Indian medicine system recommends anything that tastes astringent such as banana flowers, pomegranate, red gram (toor dal),  Indian blackberry (black plum), etc. for women’s health as they keep uterus healthy. Consuming cooked banana flower with curd or yoghurt is believed to be one of the most efficient ways of treating excessive bleeding during menstruation as it increases the level of progesterone. So it is always better to prepare banana flower lentil crumble (vazhaipoo paruppu usili) and serve with yoghurt curry (mor-kulambu).

Moringa Flower Poriyal

Since moringa trees are primarily grown for their seed pods (drumsticks), moringa flowers are hardly available in the market. So we prepare poriyal in small quantity exclusively for a lactating mother in our family. It is preferred to cook buds & young white blossoms gently and use them in salad, soup, or curry. Please beware that it is not recommended to take moringa flowers during pregnancy as it may lead to miscarriage.

Ridge Gourd Kootu

Ridge gourd (Luffa acutangula) is a native vegetable that grows plentifully in every village in South India. Mildly-sweet flesh and the fibrous peel of ridge gourds are edible, so we generally prepare gothsu as a side for idli & dosa and kootu for rice using the flesh, and chutney (dip) using the peel.

Cassava root Poriyal

Cassava (yucca/ manioc) plants are widely grown in India as their roots are used for culinary purposes & leaves for their medicinal properties.
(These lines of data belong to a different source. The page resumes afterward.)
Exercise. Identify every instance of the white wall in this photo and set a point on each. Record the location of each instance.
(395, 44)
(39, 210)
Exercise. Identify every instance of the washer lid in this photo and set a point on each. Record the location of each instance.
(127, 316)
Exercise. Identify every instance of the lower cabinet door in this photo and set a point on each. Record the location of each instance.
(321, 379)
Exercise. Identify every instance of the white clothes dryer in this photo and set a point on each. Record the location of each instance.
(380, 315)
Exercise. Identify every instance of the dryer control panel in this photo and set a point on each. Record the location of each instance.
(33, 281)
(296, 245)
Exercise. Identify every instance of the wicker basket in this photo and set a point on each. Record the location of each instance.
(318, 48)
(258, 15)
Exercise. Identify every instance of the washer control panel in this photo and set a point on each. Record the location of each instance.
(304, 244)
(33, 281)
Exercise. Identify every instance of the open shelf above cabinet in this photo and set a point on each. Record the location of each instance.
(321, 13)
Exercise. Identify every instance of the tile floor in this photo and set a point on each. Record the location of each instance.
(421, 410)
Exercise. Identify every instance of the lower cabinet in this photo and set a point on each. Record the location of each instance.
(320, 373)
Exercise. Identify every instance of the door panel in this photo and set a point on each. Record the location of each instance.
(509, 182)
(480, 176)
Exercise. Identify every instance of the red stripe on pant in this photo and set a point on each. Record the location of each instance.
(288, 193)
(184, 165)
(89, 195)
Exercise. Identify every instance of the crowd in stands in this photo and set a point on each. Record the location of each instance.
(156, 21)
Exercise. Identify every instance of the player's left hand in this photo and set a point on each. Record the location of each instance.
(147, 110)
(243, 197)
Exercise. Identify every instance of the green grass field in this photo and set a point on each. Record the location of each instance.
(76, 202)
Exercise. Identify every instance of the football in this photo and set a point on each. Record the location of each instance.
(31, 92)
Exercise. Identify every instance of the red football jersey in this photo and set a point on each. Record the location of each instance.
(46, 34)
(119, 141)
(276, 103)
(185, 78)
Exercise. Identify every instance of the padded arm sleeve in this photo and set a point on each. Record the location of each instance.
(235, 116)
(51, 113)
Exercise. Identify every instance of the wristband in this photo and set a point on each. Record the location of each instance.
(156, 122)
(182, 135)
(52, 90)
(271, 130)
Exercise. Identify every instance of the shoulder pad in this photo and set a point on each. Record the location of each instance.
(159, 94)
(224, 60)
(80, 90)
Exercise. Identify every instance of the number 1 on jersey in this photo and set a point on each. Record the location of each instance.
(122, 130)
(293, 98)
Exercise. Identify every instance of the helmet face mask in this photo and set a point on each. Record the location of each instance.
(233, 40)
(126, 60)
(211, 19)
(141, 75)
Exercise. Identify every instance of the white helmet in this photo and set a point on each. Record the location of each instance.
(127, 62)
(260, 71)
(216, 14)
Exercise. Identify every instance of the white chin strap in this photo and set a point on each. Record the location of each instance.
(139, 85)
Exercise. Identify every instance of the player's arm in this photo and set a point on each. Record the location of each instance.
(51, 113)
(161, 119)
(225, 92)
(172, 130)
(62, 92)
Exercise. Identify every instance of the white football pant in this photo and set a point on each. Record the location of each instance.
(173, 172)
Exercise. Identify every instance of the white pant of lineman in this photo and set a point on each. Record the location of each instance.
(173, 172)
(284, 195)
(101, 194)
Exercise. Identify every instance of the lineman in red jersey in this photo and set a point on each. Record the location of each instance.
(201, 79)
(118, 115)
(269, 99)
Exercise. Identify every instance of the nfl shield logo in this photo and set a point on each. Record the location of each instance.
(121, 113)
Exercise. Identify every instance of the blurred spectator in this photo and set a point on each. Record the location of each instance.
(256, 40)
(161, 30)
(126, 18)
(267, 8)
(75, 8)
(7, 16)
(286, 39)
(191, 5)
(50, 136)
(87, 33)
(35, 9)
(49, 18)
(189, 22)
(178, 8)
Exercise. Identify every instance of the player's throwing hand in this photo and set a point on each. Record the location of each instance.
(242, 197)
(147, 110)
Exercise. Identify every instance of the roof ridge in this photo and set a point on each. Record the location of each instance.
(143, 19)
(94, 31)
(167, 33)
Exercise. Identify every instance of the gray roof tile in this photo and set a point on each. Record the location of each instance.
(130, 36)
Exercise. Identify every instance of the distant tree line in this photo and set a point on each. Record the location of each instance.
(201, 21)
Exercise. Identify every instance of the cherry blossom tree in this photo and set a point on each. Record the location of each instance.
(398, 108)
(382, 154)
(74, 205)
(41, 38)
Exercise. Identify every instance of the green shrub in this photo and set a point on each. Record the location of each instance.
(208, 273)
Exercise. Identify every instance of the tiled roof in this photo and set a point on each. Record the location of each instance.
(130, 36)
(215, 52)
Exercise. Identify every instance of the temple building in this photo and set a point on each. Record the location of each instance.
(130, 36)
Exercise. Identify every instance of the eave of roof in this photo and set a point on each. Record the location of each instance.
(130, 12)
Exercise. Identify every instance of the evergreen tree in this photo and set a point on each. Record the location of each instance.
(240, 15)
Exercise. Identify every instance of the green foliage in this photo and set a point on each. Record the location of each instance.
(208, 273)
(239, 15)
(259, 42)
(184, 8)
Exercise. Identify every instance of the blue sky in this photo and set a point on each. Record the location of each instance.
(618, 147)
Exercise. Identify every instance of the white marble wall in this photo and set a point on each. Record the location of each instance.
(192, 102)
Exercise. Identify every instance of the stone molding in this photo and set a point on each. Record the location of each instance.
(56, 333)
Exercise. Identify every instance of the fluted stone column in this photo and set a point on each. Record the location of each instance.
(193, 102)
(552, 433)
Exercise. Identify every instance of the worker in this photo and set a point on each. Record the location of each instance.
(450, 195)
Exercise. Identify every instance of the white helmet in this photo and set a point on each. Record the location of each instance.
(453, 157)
These gluten-free tubers are known as maravalli kizhangu in northern districts of Tamilnadu & yezhilai kizhangu (meaning seven leaves) in southern districts.Since they are available in plenty during Nov-Dec, I have been making cassava poriyal often for lunch and also serve as an evening snack.

Cabbage Poriyal

As bland white cabbage has always been my family’s bête noire, I find vibrant purple cabbage/ red cabbage the best alternate, and I have prepared cabbage poriyal using purple cabbage and served with radish sambar as below.

Vallarai Thuvaiyal

Vallarai keerai (Centella Asiatica) is an amazing herb used here to improve the memory for children who are preparing for competitive exams and also for old people with decreased memory. It is always better to include such fresh herbs into our diet rather than taking them in capsule form. I also found that when we served a chutney using vallarai keerai to my father everyday, there was a significant improvement in his memory. So we can take vallarai thuvaiyal to improve our memory power naturally. It can be used as a spread for breads, dosa, or wraps and it can also be used as a side for idli, dosa, or any rice varieties.

Broad Beans Poriyal

Avarakkai poriyal (Broad beans poriyal) is a nutritious side dish that goes well with rice & sambar, rasam, morkuzhambu, or any other kuzhambu.  Kids also like this vegetable mainly for the delicious nutty beans inside the pods. Indian broad beans (avarakkai) are good sources of calcium, copper, phosphorus, magnesium, zinc, and iron, and they also contain some dietary fiber and vitamin C.